Hanging in there
From Greek art, to Dolce & Gabbana advertising, the male nude has always been about sex. It’s just that these days we don’t try to hide it, writes Jonathan Jones
Today, probably nothing so alienates us from the high art of the European past as its most prestigious subject – the male nude. Visit any old European museum, from Naples to Bloomsbury, and they have more marble statues of disrobed gods and heroes than they can reasonably display. Once these nudes were considered the apex of European culture. Today we don’t really know what to do with them, and the reason for this was anticipated when parliament presented Canova’s Napoleon to the Duke of Wellington as a ludicrous example of imperial art. Let’s face it: the male nude is embarrassing.
Centuries of European artists and art lovers depicted and looked at naked men in what was supposedly a disinterested and entirely cerebral way, as the embodiment of an athletic, spiritual and even political ideal. This purportedly had nothing to do with sex. But it is impossible for us to accept that nude images can be asexual, so it is impossible for us to take seriously this lost aesthetic.

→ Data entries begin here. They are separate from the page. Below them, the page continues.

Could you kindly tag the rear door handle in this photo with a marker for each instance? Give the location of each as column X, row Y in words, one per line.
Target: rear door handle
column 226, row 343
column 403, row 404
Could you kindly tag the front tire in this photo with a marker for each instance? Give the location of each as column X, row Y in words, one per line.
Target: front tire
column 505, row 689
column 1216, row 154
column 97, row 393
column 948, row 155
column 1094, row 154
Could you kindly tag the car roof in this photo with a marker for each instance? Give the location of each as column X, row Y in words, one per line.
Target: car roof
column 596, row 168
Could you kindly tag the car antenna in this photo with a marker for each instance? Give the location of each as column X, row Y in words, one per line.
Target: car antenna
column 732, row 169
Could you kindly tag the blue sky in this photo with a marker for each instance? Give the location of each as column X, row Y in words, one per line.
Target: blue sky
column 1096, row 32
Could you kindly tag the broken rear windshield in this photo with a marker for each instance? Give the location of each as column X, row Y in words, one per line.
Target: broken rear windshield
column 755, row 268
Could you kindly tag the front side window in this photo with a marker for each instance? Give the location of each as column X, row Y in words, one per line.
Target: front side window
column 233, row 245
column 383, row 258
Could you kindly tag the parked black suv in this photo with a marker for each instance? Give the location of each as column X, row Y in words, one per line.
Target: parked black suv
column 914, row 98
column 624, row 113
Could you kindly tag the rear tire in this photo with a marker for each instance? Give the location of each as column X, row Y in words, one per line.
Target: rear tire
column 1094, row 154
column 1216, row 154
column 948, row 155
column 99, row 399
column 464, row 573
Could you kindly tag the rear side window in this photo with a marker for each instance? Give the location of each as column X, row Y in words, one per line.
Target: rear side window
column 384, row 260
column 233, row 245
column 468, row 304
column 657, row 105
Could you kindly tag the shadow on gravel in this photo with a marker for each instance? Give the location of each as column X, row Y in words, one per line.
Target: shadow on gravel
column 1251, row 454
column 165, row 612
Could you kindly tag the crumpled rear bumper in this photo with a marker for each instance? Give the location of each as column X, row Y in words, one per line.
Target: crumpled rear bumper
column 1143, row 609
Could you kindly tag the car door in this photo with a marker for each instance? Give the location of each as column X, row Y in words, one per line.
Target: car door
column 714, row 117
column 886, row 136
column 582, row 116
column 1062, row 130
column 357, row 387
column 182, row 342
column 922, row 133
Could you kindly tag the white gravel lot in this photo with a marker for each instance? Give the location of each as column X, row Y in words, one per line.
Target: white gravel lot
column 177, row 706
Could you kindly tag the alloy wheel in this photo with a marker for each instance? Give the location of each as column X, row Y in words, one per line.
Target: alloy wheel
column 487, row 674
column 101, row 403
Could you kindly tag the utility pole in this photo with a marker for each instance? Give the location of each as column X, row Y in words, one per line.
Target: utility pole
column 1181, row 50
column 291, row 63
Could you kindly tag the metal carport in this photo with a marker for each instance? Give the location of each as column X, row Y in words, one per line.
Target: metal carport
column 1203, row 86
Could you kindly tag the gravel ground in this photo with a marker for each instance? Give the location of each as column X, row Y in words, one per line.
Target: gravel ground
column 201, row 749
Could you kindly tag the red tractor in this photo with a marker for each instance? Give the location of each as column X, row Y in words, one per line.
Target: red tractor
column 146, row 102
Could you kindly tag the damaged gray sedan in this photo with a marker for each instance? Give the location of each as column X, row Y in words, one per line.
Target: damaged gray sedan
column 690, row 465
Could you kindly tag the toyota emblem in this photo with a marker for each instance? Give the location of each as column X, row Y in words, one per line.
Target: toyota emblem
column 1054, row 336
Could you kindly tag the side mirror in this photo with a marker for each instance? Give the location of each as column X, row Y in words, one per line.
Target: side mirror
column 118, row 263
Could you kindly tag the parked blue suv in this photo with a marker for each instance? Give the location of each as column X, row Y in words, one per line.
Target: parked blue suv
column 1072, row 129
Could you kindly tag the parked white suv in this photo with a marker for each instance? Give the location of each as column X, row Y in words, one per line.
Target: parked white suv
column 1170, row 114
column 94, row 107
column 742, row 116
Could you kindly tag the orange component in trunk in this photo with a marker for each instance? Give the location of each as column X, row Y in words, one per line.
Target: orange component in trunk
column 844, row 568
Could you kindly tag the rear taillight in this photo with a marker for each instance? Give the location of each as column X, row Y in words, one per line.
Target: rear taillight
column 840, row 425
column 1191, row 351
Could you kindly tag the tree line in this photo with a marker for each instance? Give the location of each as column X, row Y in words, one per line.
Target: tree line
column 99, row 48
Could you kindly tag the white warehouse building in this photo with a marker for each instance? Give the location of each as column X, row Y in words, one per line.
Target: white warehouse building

And yet we’re more neoclassical than we think we are. To see this, you have only to open a fashion magazine. In fashion in the past few years, the male nude has been re-exposed. Think Calvin Klein underwear or Gucci and, most of all, consider a current advertising campaign for Dolce & Gabbana, in which young men stand around in a straw-spattered photographer’s studio while an older man – the artist figure – directs the scene: in each image, nudity is at the tense heart of a visual drama involving a body splayed naked on the ground, or posed with legs cocked as if astride someone.